Semesterferien können die Kreativität abrupt stoppen - und sind eine Chance für Neues. Marian Kamensky

Gedanken zum Semesterloch

Was passiert, wenn ein Student, oder allgemein ein Mensch auf einmal Zeit hat? Zeit, die sich unverhofft in ein Jahr voller Bangen, Planen, Büffeln und Hoffen schiebt. Eine mehr oder weniger geregelte Wochenstruktur löst sich plötzlich auf und vor einem tun sich Tage, Wochen voller Möglichkeiten auf.

23. Juli 2013

Natürlich werden nicht wenige Studierende interessiert sein, wenigsten einen Teil der Sommerpause einer lukrativen Arbeit nachzugehen. Andere wollen berufliche Einsichten gewinnen und Netzwerke knüpfen, sprich, ein Praktikum absolvieren. Ausserdem will sich der hartlernende junge Mensch auch einfach mal erholen. Je nach Typ verabschiedet er sich in die Strandferien am Lago Maggiore oder zur Interrailreise nach Polen.

Mich interessiert an dieser Stelle aber weniger, wofür sich jemand in seinen Semesterferien entscheidet, sondern dafür, dass er überhaupt für die Dauer eines Studiums jährlich über einen Viertel der Monate gestalterisch verfügen kann.

Ich frage mich, wem sonst, ausser den Studenten, dieser Freiraum gewährt wird. Das wird wohl nur noch bei pensionierten Senioren der Fall sein.

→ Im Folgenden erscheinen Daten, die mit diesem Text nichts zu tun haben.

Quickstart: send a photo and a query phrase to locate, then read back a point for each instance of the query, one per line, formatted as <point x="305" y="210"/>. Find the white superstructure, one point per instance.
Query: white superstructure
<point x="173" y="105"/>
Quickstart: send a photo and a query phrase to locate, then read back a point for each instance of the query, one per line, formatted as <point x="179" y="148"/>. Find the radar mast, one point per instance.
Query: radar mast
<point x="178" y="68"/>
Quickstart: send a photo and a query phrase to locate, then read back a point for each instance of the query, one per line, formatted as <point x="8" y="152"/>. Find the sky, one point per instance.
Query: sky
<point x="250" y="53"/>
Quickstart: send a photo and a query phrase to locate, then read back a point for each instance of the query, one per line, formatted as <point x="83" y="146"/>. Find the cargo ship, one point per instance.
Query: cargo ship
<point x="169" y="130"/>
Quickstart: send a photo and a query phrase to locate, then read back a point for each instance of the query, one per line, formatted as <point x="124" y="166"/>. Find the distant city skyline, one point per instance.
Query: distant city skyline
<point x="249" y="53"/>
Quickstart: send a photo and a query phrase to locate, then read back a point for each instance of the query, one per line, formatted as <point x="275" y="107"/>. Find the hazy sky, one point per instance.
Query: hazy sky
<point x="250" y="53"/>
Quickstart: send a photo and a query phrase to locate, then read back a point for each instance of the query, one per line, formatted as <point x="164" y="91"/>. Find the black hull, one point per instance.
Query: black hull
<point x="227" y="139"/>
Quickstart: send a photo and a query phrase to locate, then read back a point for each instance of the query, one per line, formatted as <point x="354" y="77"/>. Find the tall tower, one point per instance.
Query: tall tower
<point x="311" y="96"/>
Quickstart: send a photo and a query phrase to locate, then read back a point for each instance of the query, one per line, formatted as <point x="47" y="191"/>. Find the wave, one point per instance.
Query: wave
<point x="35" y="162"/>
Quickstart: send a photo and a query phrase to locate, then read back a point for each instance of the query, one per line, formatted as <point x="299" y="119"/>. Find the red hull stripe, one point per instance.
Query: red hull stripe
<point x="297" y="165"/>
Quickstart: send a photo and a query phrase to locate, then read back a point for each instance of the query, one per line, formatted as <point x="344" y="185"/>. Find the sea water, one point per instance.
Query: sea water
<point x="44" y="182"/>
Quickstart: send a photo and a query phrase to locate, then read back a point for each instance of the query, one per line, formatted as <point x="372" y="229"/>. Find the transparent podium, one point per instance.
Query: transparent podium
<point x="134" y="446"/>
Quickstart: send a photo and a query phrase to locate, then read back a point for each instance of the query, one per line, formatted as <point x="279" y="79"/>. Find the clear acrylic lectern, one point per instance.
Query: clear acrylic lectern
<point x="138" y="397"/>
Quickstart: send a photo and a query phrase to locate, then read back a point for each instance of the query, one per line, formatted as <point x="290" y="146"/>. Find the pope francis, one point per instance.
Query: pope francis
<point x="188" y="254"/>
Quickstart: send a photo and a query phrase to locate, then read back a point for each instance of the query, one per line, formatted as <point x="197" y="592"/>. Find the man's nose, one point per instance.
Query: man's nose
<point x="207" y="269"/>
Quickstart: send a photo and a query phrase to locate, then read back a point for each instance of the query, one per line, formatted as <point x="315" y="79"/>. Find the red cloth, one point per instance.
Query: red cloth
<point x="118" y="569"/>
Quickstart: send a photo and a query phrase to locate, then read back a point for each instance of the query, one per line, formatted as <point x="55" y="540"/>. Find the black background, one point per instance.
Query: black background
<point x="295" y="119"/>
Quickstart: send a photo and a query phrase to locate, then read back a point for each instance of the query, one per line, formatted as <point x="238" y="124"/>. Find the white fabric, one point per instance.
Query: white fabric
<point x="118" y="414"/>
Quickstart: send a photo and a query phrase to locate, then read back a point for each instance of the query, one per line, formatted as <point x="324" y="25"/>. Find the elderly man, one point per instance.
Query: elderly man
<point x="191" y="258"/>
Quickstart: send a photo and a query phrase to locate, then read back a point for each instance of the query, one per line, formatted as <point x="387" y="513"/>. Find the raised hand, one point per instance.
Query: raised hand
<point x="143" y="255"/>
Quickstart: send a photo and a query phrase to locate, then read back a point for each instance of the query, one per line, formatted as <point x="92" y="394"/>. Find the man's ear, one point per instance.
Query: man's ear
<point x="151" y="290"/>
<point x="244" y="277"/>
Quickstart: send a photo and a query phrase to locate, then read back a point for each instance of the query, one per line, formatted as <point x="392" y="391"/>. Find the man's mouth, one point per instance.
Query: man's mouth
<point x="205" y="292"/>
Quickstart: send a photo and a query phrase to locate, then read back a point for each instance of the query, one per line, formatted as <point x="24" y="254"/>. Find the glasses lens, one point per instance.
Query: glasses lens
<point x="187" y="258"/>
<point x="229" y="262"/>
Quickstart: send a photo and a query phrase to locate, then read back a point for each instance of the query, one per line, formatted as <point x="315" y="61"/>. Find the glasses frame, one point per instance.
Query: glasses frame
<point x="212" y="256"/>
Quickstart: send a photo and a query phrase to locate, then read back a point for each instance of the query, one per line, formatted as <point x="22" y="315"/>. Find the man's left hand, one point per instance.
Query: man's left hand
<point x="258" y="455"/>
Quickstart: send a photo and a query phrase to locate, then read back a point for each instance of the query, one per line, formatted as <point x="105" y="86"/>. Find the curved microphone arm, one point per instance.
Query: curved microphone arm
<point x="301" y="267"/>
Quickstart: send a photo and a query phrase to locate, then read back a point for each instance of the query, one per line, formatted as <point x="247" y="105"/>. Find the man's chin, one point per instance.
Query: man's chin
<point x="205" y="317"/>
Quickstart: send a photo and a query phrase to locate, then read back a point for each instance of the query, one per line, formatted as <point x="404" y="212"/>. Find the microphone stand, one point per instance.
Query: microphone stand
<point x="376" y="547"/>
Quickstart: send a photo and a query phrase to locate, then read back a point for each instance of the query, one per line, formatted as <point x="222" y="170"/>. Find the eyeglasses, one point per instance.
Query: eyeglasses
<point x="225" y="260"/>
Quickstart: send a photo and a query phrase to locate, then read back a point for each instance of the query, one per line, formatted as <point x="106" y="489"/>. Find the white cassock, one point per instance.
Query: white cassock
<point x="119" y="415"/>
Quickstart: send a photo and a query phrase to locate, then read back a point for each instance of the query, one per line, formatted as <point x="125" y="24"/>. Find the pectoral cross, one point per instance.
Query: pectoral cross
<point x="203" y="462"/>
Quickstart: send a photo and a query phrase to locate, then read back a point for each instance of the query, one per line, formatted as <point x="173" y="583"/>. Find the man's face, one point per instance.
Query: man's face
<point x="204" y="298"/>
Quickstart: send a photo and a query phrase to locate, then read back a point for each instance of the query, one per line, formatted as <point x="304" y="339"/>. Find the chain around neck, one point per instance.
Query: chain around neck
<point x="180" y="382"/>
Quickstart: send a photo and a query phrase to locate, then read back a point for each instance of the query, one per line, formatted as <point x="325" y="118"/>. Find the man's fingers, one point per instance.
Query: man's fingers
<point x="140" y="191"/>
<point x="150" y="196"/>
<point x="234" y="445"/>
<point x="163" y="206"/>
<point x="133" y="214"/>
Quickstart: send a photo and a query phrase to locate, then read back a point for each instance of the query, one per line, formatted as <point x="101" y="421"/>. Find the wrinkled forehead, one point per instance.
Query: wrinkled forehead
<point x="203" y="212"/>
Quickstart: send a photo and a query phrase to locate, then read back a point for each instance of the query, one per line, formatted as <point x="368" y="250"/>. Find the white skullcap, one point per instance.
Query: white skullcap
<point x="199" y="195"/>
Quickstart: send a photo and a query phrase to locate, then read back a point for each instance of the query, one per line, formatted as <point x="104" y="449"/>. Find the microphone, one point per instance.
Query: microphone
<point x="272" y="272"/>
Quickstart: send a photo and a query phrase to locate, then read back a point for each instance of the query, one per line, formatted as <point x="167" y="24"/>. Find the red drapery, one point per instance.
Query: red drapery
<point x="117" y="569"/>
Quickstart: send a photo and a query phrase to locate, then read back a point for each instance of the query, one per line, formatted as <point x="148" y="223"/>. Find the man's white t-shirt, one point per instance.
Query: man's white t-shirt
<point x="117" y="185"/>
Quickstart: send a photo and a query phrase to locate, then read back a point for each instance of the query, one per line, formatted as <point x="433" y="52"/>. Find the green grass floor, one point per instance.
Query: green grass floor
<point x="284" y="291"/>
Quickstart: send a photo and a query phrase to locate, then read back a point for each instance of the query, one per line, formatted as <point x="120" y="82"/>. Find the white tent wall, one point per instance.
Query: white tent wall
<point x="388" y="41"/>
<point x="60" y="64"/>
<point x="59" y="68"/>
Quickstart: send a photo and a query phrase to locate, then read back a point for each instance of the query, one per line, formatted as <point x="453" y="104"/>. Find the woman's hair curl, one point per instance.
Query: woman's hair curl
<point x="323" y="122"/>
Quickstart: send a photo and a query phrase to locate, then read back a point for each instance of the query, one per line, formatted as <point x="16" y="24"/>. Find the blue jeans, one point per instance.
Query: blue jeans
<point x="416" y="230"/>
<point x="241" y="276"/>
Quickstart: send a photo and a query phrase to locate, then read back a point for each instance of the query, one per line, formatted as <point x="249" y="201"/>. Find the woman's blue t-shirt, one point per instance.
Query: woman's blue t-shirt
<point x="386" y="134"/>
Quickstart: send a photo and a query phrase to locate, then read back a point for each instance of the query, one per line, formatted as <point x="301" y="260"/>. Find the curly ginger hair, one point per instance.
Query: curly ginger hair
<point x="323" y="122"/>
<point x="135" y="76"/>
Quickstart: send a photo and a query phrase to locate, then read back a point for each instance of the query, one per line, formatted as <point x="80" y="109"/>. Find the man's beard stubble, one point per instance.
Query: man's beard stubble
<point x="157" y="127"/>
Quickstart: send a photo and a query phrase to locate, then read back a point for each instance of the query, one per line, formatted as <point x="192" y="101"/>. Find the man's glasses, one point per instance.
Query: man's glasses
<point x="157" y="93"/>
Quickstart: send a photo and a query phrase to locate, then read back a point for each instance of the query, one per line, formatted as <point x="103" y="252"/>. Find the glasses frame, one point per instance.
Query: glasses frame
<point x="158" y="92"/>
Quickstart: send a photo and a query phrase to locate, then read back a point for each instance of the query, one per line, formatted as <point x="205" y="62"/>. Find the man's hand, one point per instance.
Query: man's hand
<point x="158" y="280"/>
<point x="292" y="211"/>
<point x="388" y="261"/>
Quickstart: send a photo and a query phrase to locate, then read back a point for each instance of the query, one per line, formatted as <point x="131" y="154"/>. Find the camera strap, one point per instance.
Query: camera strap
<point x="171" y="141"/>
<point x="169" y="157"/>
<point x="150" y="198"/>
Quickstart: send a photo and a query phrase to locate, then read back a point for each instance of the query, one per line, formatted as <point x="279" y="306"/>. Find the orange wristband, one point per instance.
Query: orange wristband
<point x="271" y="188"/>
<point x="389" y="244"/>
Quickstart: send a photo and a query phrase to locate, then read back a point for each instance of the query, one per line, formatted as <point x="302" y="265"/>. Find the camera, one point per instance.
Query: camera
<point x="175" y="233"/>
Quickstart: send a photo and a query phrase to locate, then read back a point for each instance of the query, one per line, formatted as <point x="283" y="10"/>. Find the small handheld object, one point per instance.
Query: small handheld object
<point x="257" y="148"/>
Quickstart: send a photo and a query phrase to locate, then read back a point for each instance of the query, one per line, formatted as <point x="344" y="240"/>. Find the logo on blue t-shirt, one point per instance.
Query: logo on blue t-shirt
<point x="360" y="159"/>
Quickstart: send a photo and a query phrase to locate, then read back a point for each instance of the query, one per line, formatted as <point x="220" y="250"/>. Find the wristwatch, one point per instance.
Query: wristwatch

Ein Student muss sich jedes Jahr von Neuem fragen, wie er die Sommermonate nutzen will. Ja, er muss sich fragen, was er will, was er muss, was er kann. Er muss sich im Klaren darüber sein, was er mit seinen Plänen bezwecken will. Braucht er Geld? Braucht er Erfahrung? Braucht er Regeneration? Braucht er Zukunftsvisionen? In einem nächsten Schritt muss er wissen, wie er seine Ideen realistisch umsetzen kann. Dafür muss er sich informieren und sich umschauen.

Sobald die Planung konkreter wird, tritt er unweigerlich mit Schlüsselpersonen (und seien diese nur die Kollegen, welche mit nach Polen fahren) in Kontakt. Ausserdem muss er die Aktivitätsbausteine zeitlich und organisatorisch ordnen und aufeinander abstimmen. Von wann bis wann ist das Praktikum ausgeschrieben? Welches Interrailangebot passt am ehesten in meine Reisevorstellungen?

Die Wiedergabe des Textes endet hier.